Continuing a trend begun in the early 1980s, more educators and lay experts
(notably children’s authors) began writing parent manuals on reading and
promoting family literacy in the 1990s.16 In Canada, this trend took
place within the context of the “Common Sense Revolution”
ushered in by the Conservative Government elected in Ontario in 1995 (Dehli,
1996). The proponents of this “revolution” evoked a mythical
and romanticized view of the past where family harmony, economic prosperity,
and fiscal responsibility were believed to have prevailed in simpler times when
everyone just used their “common sense.”
The ideal of promoting literacy in family settings became a cornerstone of
these social and educational visions in the USA, the United Kingdom, and Canada.
The potential for understanding family settings as a lens into the socio-cultural
nature of literacy, which was introduced by the social turn in literacy research
described in Chapter Six, was all but erased as the concept of “family
literacy” became associated not with a socio-cultural phenomenon but an
educational intervention involving parents and their young children.
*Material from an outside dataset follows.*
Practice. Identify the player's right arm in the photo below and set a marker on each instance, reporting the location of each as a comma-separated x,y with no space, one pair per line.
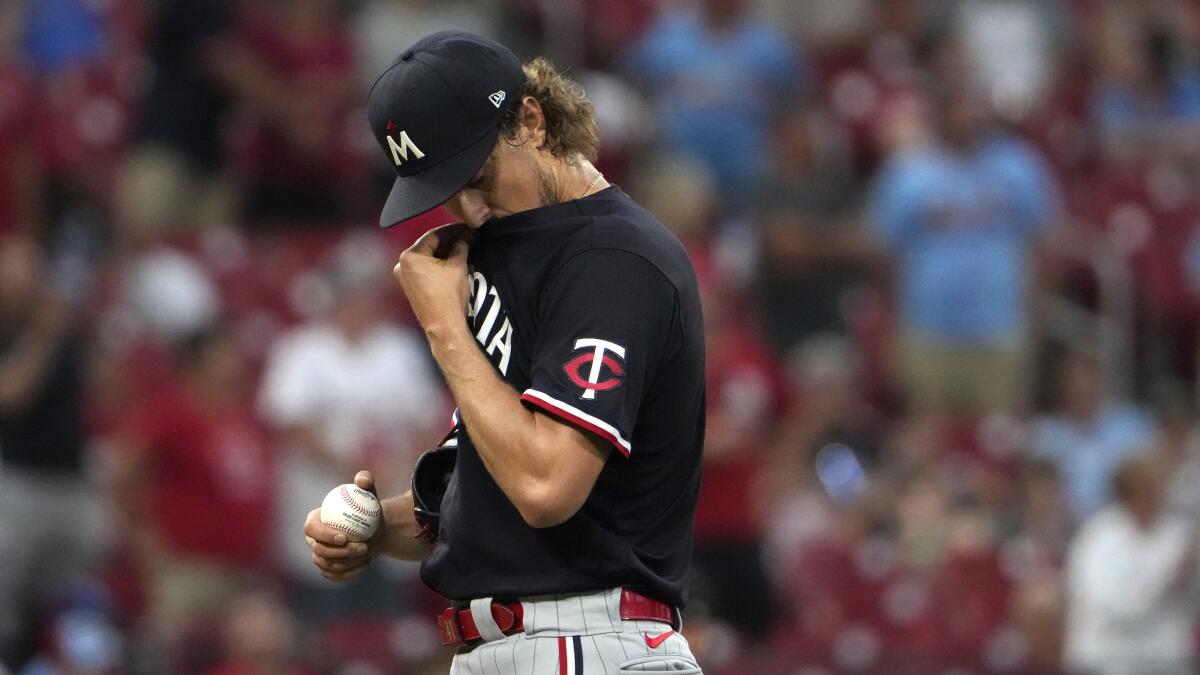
340,560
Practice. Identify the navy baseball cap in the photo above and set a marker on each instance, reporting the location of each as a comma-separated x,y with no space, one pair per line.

The following
definition, from the National Council for Family Literacy in the USA, reflected
this shift, and the dominant mission of family literacy in policy and programs
in North America: “At NCFL we prefer to define family literacy as a
holistic, family focused approach, targeting at-risk parents and children with
intensive, frequent, and long term educational and other services”
(Darling, 1993, p. 3). Indeed the terms “intensive,” “frequent,”
and “long term” denoted the application of educational interventions
to interrupt the “cycle of illiteracy” that proponents of this approach
believed was the cause of children’s academic difficulties in school.
16 See, for example, Paul Kropp (1995), a Canadian children’s author who became a promotional speaker for literacy groups, a contributor to Parents Today magazine on reading and schooling issues, and an advocate, in the late 1990s, for “boys’ literacy. Robert Munsch is the family literacy advocate for ABC Canada, a corporate funded literacy promotion agency based in Ottawa, Canada.